Sunday, August 2, 2015

The Hell Bent Kid, a Novel by Charles O. Locke

This story takes place in North Texas and New Mexico. It seems this hell bent kid is boxed in. He is called "Tot", but his real name is Tate, Tate Lohman, and he has been working for a while on the Restow ranch and thinking about leaving for Socorro, New Mexico, to be with his father. His father and he were the only family members left, except for his brother Harley and who knew where he was and what he was doing. "Tot" was hired by Henry Restow because "Tot" killed Shorty Boyd and was on probation. The murder was self defense, but the Boyd family thought otherwise.

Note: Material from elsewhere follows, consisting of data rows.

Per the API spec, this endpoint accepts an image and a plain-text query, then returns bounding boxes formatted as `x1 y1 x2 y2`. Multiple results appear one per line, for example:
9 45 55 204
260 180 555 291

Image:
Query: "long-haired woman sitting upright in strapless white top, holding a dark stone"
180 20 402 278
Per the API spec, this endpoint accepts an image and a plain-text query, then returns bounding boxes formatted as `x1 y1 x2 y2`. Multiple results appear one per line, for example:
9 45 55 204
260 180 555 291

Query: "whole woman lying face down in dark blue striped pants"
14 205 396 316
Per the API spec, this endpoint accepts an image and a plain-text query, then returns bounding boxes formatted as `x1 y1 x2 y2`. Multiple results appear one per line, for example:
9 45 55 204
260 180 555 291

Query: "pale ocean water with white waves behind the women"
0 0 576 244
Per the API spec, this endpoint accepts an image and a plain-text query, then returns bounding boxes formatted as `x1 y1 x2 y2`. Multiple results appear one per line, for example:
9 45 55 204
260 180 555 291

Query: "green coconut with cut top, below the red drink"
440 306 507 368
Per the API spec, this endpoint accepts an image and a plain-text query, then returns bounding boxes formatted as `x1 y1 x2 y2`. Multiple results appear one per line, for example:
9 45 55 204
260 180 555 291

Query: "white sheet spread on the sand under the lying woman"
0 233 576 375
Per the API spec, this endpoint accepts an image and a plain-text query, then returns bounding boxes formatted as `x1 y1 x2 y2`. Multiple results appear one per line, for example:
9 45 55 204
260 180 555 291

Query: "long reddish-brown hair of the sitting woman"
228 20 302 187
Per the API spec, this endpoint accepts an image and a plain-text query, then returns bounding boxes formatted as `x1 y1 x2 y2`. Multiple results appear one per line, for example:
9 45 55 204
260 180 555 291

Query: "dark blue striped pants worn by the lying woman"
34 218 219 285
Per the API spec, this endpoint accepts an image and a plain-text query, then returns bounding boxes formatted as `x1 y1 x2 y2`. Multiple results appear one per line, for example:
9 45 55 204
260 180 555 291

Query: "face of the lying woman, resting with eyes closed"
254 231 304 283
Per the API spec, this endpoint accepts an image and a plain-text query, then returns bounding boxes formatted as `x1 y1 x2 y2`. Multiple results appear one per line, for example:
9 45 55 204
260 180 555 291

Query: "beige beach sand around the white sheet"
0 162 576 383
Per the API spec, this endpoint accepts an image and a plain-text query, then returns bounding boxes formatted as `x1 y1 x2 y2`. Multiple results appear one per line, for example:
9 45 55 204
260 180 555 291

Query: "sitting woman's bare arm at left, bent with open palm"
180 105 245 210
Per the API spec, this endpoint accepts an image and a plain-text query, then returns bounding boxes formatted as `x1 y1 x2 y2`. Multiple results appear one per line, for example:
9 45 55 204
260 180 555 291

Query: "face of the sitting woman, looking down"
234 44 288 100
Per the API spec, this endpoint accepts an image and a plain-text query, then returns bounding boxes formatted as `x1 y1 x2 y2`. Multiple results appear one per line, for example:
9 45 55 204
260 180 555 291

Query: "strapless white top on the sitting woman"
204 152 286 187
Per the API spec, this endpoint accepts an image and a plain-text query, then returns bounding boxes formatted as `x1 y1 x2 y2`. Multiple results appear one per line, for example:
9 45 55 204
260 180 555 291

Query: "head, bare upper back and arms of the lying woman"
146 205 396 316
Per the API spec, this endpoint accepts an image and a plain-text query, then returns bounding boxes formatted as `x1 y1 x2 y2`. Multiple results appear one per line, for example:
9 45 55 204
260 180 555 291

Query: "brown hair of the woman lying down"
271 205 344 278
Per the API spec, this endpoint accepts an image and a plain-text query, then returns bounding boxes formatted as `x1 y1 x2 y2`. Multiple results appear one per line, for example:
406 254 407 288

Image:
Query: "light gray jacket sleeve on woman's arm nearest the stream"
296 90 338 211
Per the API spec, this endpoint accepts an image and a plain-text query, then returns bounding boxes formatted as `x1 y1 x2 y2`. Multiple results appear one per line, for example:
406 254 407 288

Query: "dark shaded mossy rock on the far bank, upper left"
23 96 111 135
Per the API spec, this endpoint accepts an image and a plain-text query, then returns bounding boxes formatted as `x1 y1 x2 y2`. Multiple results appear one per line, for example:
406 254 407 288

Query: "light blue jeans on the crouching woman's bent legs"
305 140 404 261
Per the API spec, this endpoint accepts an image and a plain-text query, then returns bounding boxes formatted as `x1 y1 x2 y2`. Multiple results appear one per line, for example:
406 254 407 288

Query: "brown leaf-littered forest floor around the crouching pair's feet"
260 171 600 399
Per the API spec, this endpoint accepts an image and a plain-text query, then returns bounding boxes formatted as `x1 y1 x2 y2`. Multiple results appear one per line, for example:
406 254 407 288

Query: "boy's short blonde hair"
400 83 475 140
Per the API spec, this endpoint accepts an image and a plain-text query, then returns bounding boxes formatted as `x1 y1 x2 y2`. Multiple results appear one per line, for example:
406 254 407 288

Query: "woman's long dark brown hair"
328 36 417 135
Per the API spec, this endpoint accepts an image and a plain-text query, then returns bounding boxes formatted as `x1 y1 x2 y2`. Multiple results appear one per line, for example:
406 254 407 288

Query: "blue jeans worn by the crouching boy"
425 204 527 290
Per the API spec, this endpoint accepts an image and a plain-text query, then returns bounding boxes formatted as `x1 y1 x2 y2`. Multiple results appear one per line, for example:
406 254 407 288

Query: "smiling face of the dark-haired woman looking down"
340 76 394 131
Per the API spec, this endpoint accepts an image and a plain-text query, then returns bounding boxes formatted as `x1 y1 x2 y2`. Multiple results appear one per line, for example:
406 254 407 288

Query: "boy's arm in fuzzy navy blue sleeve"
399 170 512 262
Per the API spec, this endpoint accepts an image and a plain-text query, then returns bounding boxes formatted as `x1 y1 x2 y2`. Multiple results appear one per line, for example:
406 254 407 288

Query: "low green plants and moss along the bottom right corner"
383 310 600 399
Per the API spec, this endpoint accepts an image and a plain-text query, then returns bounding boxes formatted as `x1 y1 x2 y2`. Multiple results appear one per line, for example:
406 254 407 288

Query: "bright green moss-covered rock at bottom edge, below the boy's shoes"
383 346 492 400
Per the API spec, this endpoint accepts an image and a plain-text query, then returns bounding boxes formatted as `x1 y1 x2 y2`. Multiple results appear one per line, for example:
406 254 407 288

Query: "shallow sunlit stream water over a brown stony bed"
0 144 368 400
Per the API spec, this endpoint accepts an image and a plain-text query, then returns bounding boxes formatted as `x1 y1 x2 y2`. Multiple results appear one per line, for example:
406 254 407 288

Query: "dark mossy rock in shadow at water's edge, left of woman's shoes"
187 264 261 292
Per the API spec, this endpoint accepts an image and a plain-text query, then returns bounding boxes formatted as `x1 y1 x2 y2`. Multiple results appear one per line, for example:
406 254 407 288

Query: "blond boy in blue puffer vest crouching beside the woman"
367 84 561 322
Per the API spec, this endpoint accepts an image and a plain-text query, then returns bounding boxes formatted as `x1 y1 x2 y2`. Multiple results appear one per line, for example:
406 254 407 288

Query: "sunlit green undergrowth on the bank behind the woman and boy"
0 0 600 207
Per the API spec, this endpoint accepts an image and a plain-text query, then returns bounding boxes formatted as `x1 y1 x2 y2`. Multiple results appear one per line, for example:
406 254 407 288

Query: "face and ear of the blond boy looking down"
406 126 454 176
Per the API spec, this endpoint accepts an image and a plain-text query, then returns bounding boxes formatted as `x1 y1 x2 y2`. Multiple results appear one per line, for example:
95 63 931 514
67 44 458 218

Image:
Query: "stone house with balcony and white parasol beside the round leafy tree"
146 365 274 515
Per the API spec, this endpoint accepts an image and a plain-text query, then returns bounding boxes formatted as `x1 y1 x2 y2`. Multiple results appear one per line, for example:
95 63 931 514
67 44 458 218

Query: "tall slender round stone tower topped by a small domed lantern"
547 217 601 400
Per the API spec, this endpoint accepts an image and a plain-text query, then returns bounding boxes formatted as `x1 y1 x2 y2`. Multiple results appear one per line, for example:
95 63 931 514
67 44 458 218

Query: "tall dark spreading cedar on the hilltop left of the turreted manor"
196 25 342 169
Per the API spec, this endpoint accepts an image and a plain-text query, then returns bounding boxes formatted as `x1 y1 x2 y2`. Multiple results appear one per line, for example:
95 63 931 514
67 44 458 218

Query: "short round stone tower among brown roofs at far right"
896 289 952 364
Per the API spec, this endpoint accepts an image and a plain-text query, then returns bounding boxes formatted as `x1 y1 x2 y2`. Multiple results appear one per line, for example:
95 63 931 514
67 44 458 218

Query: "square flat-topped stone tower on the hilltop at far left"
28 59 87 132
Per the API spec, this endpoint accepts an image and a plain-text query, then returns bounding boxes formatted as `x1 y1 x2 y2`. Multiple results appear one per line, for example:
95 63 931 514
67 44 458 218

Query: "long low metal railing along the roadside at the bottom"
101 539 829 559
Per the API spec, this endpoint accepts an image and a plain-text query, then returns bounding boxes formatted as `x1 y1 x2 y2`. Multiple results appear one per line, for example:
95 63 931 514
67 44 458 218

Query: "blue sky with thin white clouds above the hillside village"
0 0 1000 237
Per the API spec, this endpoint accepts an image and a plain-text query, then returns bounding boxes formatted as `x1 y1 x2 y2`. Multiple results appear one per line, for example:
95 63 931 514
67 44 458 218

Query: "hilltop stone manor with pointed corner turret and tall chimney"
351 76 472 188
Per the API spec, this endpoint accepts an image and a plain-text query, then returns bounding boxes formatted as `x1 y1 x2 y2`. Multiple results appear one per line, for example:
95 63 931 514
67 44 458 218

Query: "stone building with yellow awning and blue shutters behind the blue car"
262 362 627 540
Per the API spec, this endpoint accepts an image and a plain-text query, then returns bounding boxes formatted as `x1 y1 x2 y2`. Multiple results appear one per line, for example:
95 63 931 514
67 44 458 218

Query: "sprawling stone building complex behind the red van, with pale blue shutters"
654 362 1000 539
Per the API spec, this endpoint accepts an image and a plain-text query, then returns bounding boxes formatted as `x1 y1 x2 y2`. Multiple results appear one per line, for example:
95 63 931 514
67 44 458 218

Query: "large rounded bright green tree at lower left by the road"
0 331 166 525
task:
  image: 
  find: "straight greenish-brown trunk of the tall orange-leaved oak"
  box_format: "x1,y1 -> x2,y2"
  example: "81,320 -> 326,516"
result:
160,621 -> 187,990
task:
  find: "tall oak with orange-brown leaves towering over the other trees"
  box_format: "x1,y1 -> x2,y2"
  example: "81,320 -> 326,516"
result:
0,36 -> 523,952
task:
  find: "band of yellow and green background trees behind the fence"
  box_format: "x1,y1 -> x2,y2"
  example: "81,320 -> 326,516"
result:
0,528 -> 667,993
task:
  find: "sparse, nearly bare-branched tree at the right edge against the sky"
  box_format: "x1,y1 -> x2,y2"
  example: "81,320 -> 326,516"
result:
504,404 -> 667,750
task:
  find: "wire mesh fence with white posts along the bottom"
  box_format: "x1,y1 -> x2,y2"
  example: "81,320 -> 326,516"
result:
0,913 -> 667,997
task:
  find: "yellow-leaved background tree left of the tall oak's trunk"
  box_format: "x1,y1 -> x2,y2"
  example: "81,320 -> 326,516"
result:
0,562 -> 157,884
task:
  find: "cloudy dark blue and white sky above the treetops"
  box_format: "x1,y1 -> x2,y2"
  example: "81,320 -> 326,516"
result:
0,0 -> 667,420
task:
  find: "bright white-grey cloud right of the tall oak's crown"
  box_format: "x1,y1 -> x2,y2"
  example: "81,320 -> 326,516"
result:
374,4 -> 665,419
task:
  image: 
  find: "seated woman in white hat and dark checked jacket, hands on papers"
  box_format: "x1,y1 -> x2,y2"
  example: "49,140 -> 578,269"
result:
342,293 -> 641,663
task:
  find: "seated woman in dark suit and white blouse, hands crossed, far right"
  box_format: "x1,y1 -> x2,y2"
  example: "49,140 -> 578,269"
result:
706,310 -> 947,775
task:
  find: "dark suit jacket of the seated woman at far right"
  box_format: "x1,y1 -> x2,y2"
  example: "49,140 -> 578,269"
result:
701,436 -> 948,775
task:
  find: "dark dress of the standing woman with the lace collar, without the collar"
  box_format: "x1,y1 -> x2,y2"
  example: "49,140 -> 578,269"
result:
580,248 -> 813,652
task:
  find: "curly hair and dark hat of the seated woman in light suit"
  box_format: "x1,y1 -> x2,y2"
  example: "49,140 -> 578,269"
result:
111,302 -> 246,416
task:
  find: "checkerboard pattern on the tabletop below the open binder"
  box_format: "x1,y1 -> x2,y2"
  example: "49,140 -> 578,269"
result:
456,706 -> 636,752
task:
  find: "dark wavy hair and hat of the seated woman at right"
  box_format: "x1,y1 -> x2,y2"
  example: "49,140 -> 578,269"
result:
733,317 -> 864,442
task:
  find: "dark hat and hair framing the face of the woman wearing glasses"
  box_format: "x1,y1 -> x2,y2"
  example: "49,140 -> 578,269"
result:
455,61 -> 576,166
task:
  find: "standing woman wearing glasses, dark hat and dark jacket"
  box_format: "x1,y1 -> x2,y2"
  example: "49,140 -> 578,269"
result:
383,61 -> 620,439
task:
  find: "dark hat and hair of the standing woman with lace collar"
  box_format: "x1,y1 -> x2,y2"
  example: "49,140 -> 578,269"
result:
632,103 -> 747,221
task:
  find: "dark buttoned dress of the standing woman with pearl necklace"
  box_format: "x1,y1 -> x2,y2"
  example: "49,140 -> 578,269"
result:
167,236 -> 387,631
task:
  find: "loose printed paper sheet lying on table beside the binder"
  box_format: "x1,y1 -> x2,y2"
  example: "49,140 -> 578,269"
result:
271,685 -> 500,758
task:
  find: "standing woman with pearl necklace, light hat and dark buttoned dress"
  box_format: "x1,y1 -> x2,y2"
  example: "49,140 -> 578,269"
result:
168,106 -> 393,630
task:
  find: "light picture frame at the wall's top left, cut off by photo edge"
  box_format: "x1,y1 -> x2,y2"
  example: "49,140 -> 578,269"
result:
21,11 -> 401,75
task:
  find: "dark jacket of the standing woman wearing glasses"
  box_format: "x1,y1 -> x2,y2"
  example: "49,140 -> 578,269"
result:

Restow warned the young kid that if he left the ranch, the Boyds would chase him down and kill him, but he left for Socorro anyway figuring to outsmart the Boyds or miss them altogether. He didn't, he ran smack dab into 'em and ended up afoot, but still alive. And his journey to Socorro gets interesting and I didn't know if he was going to make it or not. After a horrible trip, he finally makes it and finds his brother Harley,but the meeting doesn't last long after he finds his father no longer among the living.

"Tot" turns back to Texas but stays at the ranch of Amos Bradley in Santa Clara, New Mexico, and falls for a daughter, Juanita. The story ends as he is under surveillance by the Boyds again. I won't reveal the ending, but I will say this was a terrific tale by the author. Mister Locke peppered the story with local idioms and dialogue which took a little getting used to, but by the end it was just part of the story, became less noticeable, and adds to it. I give this story a five-star rating. The author's bio says the novel "was one of the top twenty-five western novels of all time [states] the Western Writers of America . . . [and made into a movie, From Hell to Texas.]"

(I reviewed the book at the request of Open Road Media and will share it on Facebook, Twitter, and maybe other places where it shows up.)

NOTE: The header picture is the old Prescott (AZ) Courthouse seen through the trees from Gurley Street.